Biden may have been referring to Lewis Latimer; LiveScience adds, “Several months after the 1879 patent was granted, Edison and his team discovered that a carbonized bamboo filament could burn for more than 1,200 hours. Bamboo was used for the filaments in Edison’s bulbs until it began to be replaced by longer-lasting materials in the 1880s and early 1900s. In 1882, Lewis Howard Latimer, one of Edison’s researchers, patented a more efficient way of manufacturing carbon filaments.”
The DOE added a tribute to Edison’s continued work:
What makes Edison’s contribution to electric lighting so extraordinary is that he didn’t stop with improving the bulb — he developed a whole suite of inventions that made the use of light bulbs practical. Edison modeled his lighting technology on the existing gas lighting system. In 1882 with the Holborn Viaduct in London, he demonstrated that electricity could be distributed from a centrally located generator through a series of wires and tubes (also called conduits).

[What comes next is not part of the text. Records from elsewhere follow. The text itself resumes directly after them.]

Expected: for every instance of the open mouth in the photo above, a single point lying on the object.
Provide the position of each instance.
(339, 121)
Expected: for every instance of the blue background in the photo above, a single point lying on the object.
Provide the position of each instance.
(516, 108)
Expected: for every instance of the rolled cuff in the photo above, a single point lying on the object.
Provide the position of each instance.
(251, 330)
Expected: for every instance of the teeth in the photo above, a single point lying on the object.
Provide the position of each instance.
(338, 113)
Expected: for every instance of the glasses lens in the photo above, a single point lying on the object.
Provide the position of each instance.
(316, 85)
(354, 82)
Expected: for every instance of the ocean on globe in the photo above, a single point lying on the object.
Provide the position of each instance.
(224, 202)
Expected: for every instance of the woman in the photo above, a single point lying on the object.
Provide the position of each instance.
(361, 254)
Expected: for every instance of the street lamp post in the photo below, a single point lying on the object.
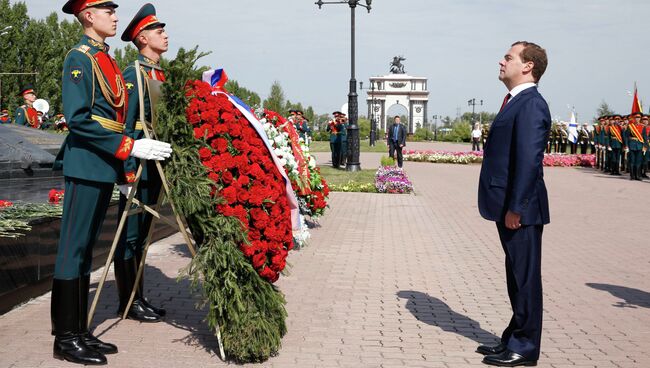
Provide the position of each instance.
(435, 127)
(373, 101)
(473, 103)
(353, 105)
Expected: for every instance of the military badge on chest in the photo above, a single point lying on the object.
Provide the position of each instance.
(130, 87)
(76, 73)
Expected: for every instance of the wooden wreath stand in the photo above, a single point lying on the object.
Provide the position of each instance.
(153, 87)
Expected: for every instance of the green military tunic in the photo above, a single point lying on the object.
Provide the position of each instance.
(93, 153)
(331, 128)
(635, 139)
(137, 226)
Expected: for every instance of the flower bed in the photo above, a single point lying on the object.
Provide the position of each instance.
(558, 159)
(391, 179)
(446, 157)
(471, 157)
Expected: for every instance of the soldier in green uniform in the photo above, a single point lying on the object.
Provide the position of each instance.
(563, 136)
(615, 145)
(27, 114)
(646, 148)
(584, 138)
(635, 140)
(301, 125)
(4, 117)
(332, 129)
(485, 131)
(149, 36)
(93, 155)
(596, 141)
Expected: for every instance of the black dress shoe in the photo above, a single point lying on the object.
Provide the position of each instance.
(159, 311)
(73, 349)
(139, 312)
(491, 350)
(98, 345)
(509, 359)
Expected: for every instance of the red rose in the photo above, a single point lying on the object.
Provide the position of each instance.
(269, 274)
(259, 260)
(205, 153)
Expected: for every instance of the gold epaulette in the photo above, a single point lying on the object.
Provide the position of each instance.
(109, 124)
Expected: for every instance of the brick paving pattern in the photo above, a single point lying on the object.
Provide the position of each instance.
(409, 281)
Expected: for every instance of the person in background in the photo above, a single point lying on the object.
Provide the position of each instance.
(4, 117)
(27, 114)
(476, 137)
(396, 140)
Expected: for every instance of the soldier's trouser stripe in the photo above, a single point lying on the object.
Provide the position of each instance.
(137, 226)
(83, 214)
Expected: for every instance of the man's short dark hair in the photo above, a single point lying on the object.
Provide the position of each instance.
(535, 53)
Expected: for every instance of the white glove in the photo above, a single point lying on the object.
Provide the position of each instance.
(125, 189)
(150, 149)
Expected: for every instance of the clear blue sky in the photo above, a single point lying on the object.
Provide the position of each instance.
(596, 48)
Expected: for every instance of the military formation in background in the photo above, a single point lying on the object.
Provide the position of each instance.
(622, 145)
(338, 129)
(619, 142)
(29, 115)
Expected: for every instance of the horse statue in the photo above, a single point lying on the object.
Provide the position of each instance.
(396, 66)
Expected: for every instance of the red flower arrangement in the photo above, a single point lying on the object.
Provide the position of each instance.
(56, 196)
(315, 196)
(245, 176)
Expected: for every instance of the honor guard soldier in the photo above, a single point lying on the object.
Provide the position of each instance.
(604, 143)
(646, 147)
(300, 123)
(636, 140)
(27, 114)
(485, 131)
(564, 136)
(4, 117)
(93, 154)
(332, 128)
(615, 145)
(149, 36)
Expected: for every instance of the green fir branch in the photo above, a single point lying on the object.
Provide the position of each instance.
(248, 310)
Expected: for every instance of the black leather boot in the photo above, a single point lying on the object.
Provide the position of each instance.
(89, 339)
(66, 313)
(125, 273)
(159, 311)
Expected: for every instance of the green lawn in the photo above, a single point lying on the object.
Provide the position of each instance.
(324, 146)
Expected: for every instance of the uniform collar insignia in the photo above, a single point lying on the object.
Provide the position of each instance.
(149, 61)
(98, 45)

Simultaneously, he focused on improving the generation of electricity, developing the first commercial power utility called the Pearl Street Station in lower Manhattan. And to track how much electricity each customer was using, Edison developed the first electric meter.
The Democratic presidential nominee is wrong about this facet of history. While historians argue over whether Thomas Edison can claim sole credit for creating the incandescent light bulb, his invention took shape in 1879, he patented it in 1880 — before Lewis Latimer, a black man, came up with an improvement on the design.

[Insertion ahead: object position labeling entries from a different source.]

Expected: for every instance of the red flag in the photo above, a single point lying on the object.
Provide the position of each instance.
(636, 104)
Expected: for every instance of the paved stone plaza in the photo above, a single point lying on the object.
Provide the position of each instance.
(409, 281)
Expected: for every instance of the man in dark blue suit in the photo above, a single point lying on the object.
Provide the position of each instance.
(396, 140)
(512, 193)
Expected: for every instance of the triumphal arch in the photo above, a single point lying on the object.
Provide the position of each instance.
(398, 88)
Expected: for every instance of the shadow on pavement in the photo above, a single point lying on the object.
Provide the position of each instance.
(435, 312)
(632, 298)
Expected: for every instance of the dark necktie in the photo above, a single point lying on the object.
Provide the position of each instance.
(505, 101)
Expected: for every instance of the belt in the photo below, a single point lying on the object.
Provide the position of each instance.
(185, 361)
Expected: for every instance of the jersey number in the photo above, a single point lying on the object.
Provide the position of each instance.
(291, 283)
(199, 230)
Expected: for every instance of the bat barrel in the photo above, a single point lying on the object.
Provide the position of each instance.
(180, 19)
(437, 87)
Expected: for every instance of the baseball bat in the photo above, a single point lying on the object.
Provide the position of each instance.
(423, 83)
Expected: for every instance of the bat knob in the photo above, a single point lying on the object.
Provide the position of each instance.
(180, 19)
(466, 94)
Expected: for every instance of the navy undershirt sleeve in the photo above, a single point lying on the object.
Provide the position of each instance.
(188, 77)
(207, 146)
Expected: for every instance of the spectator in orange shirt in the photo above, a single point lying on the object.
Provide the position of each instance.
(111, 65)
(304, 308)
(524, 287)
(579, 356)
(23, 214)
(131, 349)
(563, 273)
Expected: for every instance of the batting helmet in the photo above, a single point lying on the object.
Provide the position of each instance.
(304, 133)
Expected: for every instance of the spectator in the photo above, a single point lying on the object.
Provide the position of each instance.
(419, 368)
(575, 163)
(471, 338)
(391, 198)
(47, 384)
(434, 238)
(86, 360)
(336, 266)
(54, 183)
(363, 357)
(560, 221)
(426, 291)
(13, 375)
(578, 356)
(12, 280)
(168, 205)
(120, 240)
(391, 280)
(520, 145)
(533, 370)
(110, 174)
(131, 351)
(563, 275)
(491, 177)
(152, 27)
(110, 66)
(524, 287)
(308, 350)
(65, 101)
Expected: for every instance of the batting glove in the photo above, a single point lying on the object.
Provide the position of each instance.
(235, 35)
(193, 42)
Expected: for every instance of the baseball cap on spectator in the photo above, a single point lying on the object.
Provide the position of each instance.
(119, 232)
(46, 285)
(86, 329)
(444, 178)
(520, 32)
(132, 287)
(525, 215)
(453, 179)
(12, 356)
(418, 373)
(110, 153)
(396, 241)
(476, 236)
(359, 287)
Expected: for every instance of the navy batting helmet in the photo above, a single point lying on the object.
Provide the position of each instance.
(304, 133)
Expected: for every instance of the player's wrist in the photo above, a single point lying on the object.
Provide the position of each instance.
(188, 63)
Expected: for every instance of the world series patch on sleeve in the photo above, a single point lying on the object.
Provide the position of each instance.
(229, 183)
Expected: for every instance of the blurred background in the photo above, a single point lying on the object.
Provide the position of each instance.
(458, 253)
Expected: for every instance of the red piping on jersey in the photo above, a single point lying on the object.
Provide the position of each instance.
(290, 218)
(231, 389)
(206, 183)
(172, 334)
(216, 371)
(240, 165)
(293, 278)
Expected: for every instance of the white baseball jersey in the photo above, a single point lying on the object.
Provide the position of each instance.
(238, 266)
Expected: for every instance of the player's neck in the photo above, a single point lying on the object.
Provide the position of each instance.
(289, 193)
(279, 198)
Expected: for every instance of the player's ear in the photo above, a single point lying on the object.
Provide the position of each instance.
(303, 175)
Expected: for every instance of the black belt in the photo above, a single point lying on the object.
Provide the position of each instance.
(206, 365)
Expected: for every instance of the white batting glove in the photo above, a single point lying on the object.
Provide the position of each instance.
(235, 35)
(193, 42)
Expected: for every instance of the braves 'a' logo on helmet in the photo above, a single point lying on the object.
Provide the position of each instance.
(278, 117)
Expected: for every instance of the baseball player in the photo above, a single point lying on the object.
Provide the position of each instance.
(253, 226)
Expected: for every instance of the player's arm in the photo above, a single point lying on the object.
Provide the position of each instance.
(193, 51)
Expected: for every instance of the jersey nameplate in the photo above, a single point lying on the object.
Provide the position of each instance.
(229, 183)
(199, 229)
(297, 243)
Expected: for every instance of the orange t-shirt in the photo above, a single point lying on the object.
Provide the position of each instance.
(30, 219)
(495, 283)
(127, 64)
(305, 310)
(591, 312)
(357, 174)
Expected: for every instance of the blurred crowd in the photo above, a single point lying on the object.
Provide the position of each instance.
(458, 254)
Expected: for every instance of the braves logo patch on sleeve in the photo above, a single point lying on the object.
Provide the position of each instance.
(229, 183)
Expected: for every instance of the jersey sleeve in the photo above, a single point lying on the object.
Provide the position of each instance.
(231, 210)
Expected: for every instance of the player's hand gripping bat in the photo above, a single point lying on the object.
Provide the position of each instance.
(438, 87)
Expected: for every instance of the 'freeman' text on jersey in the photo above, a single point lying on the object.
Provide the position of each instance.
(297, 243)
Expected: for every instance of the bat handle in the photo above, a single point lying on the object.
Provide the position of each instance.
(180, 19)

Latimer, an accomplished scholar and inventor, designed a carbon light bulb filament in 1881 and patented it in 1882. According to History.com, his iterative contribution to the technology greatly improved each bulb’s durability:
Latimer, the son of runaway slaves, began work in a patent law firm after serving in the military for the Union during the Civil War. He was recognized for his talent drafting patents and was promoted to head draftsman, where he co-invented an improved bathroom for railroad trains.
His successes would garner him further attention from the the U.S. Electric Lighting Company, putting him at a company in direct competition with Edison, in 1880. While there, Latimer patented a new filament for the light bulb, using carbon instead of more incendiary materials, like bamboo, that were commonly used for filaments. The addition of the carbon filament increased the life span and practicality of light bulbs, which had previously died after just a few days. In 1884, he went on to work with Edison at the Edison Electric Light Company.
According to fact-checking site LeadStories.com, this false meme became popular thanks to an article from “LibertyWritersAfrica.com,” a race-obsessed blog which has seen many more of its headlines disputed, such as:
• “Meet The Black Family Who Produced Cars For 100 Years Before Henry Ford”
• “Research Shows That Chemicals in Foods Are Making Young Men Gay In The U.S.”
• “How Black Female Prisoners Are Sterilized To Cut Welfare Costs In California”
• “The First American President Was A Black Man — Not George Washington”
Biden did not indicate what sources had convinced him of this claim.